What properties does a model need to have in order for it to be anything other than completely certain? A model could include a mechanism that is variable. For example, if someone rolls a fair die and you need to predict what value will come up, your mental model includes the fact that die rolls are variable, and that they come up 1, 2, 3, 4, 5, and 6 equally often. So your model will predict “1-1/6, 2-1/6, 3-1/6, 4-1/6, 5-1/6, 6-1/6.” This is how a well-calibrated model will predict outcomes that have causes that are variable.
Variability, however, is in the eye of the beholder. Imagine someone rolls a die, looks at it, covers it, and then asks you what the value is. Your mental model has the same information as before, and so it again should predict “1-1/6, 2-1/6, 3-1/6, 4-1/6, 5-1/6, 6-1/6.” The other person, however, saw the die’s value and so has more information. Their mental model will give a different response: “5-100%” These different responses are due to different uncertainty about the world, which is caused by a combination of what data we have observed and what our estimates of the world were prior to receiving that data.

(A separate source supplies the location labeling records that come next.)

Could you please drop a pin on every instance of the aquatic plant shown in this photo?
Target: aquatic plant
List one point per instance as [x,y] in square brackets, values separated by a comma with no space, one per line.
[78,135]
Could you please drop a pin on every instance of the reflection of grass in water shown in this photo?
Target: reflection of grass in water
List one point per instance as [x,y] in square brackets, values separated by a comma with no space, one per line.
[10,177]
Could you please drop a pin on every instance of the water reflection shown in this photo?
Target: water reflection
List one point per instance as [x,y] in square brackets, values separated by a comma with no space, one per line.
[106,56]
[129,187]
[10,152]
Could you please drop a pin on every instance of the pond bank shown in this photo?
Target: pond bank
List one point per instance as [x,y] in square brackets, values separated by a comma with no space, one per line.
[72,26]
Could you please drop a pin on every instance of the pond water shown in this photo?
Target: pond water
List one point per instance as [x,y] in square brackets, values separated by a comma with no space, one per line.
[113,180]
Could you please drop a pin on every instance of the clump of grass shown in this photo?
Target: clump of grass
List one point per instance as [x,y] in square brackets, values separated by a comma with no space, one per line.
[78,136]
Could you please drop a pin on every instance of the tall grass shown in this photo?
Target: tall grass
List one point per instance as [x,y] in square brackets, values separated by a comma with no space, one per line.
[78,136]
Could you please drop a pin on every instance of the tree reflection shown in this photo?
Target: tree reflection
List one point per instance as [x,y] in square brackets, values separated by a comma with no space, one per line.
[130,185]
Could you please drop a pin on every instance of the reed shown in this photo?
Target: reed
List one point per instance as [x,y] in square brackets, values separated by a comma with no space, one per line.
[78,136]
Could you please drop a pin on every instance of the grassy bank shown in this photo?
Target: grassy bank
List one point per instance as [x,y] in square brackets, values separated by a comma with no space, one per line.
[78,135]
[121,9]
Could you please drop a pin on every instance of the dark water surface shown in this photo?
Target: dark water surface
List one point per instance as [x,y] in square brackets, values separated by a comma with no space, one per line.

To return to our apple juice, maybe our initial model is “Apple juice tastes: Good-50%, Bad-50%.” We drink three glasses of apple juice and they all taste good, so perhaps we update our model to “Apple juice tastes: Good-88%, Bad-12%,” depending on how strongly you believed in your initial model. Later we drink another glass of more apple juice and it tastes bad, so we update our model to “Apple juice tastes: Good-70%, Bad-30%.” As we drink more and more samples of apple juice, our model’s distribution of good and bad will shift to match the real world variability of apple juice11.
The variability of the real world and the calibration of your model are important for identifying if your model is making true predictions about the world. For example, consider predicting a technology’s future performance using trend extrapolation. Historically, these models predict a value within ±30% of the real value, about 50% of the time12. Are these good predictions? If these models were 50% confident that the true value would lay within that range, then these models gave true predictions about the world. If these models were 99% certain the true value would lay within that range, then they did not make true predictions about the world. And if the models gave no statement about their certainty, but just predicted a single value at one specific point, then they were likely all completely wrong. Unfortunately, most trend extrapolation has no statement of certainty, and may implicitly fall in the last group. More informative trend extrapolation uses historical data to estimate the variability of the trend, and then uses that variability to generate a distribution of confidence values for all possible levels of future performance. These methods can and have been used for predicting technology development, with promising initial results13. Having well-calibrated predictions of future technology allows us to weigh different outcomes by how probable they are, and then prepare for the entire distribution of outcomes accordingly.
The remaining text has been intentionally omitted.